Joshua Mivule (not real name) is a parent with a candidate studying in one of the schools in Iganga Municipality. On Wednesday morning, Mivule picked his phone and called the school proprietor but what started as a cordial conversation turned into a verbal exchange when he (Mivule) told the proprietor he had cleared his son’s fees before schools closed and was only waiting for the D-day to escort him back to school. Attempts by the school director to inform Mivule that he needed to pay fees afresh because his child was coming back for a new term fell on deaf ears leading to a bitter exchange.
“Mr headmaster I had cleared fees for a whole term and I can’t pay again,” Mivule retorted from the other side of the telephone.
“Please you will pay because this is a new term and if you don’t want to pay, you will take your child elsewhere,” the headmaster replied.
Such exchanges between school owners and parents are likely to be on the increase as schools prepare to resume business on October 15.
At a senate meeting held at one of the institutions in Jinja on Friday, there was a heated debate on the issue of finalists who had completed tuition for the semester that was supposed to end in May.
“Some students had paid all their dues including Uganda Business and Technical Examinations Board (UBTEB) fees for the semester ending in May and the institutions were closed in March. They should just come back and prepare for their exams,” said one official who preferred anonymity.

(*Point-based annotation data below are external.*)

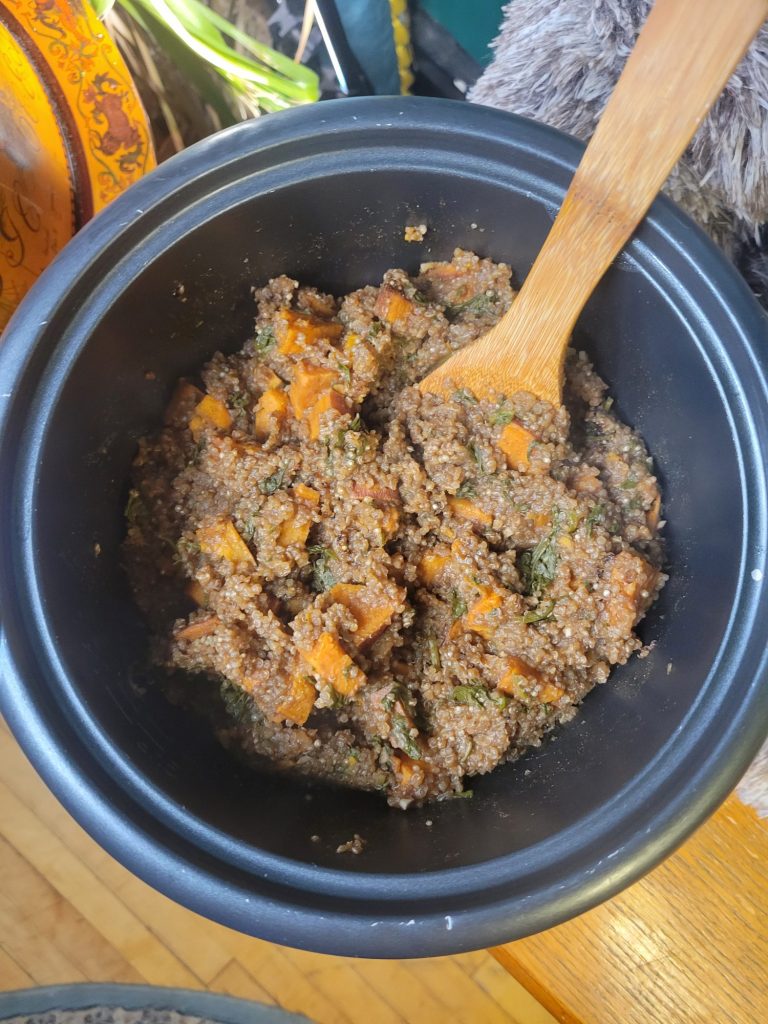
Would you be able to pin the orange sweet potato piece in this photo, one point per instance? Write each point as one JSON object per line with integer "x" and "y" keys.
{"x": 197, "y": 629}
{"x": 515, "y": 442}
{"x": 331, "y": 401}
{"x": 271, "y": 411}
{"x": 210, "y": 413}
{"x": 526, "y": 683}
{"x": 404, "y": 766}
{"x": 222, "y": 540}
{"x": 482, "y": 616}
{"x": 372, "y": 616}
{"x": 306, "y": 494}
{"x": 391, "y": 305}
{"x": 463, "y": 508}
{"x": 308, "y": 384}
{"x": 632, "y": 584}
{"x": 299, "y": 702}
{"x": 329, "y": 660}
{"x": 196, "y": 592}
{"x": 295, "y": 529}
{"x": 185, "y": 396}
{"x": 431, "y": 564}
{"x": 297, "y": 331}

Other senate members, however, said that with the exception of UBTEB fees, students should pay tuition afresh to facilitate the running of the institution.
“We will have to start afresh with all students beginning on a clean shit whether they had balances or not. We should treat this as a new semester and all students should pay. I believe it will be the same situation in the hostels where students are residing,” said an official.

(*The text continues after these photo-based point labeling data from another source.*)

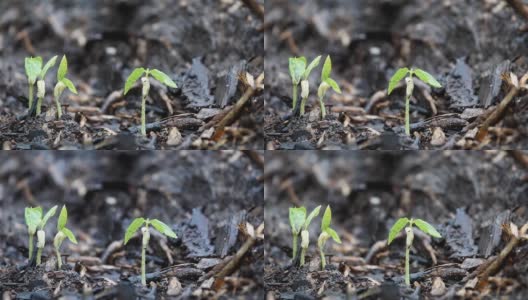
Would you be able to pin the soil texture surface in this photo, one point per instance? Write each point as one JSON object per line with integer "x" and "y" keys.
{"x": 476, "y": 49}
{"x": 476, "y": 200}
{"x": 207, "y": 47}
{"x": 212, "y": 200}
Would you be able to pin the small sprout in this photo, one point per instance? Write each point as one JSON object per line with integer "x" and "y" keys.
{"x": 41, "y": 84}
{"x": 33, "y": 216}
{"x": 398, "y": 226}
{"x": 134, "y": 76}
{"x": 62, "y": 233}
{"x": 33, "y": 66}
{"x": 398, "y": 76}
{"x": 326, "y": 232}
{"x": 62, "y": 83}
{"x": 134, "y": 226}
{"x": 299, "y": 74}
{"x": 34, "y": 221}
{"x": 299, "y": 224}
{"x": 326, "y": 83}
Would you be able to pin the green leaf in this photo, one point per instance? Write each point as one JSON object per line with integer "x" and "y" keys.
{"x": 427, "y": 228}
{"x": 312, "y": 65}
{"x": 63, "y": 69}
{"x": 396, "y": 228}
{"x": 132, "y": 228}
{"x": 327, "y": 68}
{"x": 297, "y": 66}
{"x": 327, "y": 218}
{"x": 33, "y": 67}
{"x": 399, "y": 75}
{"x": 333, "y": 84}
{"x": 163, "y": 78}
{"x": 134, "y": 76}
{"x": 427, "y": 78}
{"x": 33, "y": 217}
{"x": 312, "y": 215}
{"x": 333, "y": 234}
{"x": 63, "y": 218}
{"x": 48, "y": 65}
{"x": 48, "y": 215}
{"x": 297, "y": 218}
{"x": 163, "y": 228}
{"x": 69, "y": 234}
{"x": 69, "y": 85}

Some institutions are also finding it difficult to determining the actual finalists.
“Students in their second year pursuing certificate and diplomas and those in third year pursuing bachelors degrees are finalists regardless of which semester they are in,” said Kampala University academic registrar Fred Mukasa.
Richard Muyombya, a tutor at YMCA, however, says that all students at university and tertiary level are finalists in their own right.
He also watered down the idea of automatic promotion of students which he said cannot apply to higher institutions of learning.
“All students at higher institutions of learning are finalists and exams they do at the end of every semester are final and appear on their transcripts,” he said.
He also wondered what the Education ministry plans to do for those who sat Senior Six last year and are supposed to have joined university in August.
“The Education minister, Janet Museveni, said no body will get a dead year and I wonder whether those who were supposed to join university in August will be automatically promoted to second year,” he said.
Muyombya also said it was time for government to extend a helping hand to the distressed parents by paying UNEB and UBTEB fees.
“Some parents last received a salary in February and it will be foolhardy to expect such parents to meet their fees obligations as well as pay UNEB and UBTEB fees,” he said.
Legislators earlier this week urged government to bail out parents by paying UNEB and UBTEB fees for final year students.
On October 15th, education institutions will be reopening for candidate classes and finalists at primary, secondary and higher institutions of learning after nearly seven months of closure. But as these institutions embark on final preparations aimed at ensuring that the Ministry of Health and presidential guidelines are followed to the letter, the many unanswered questions are likely to put parents and school owners on a collision course.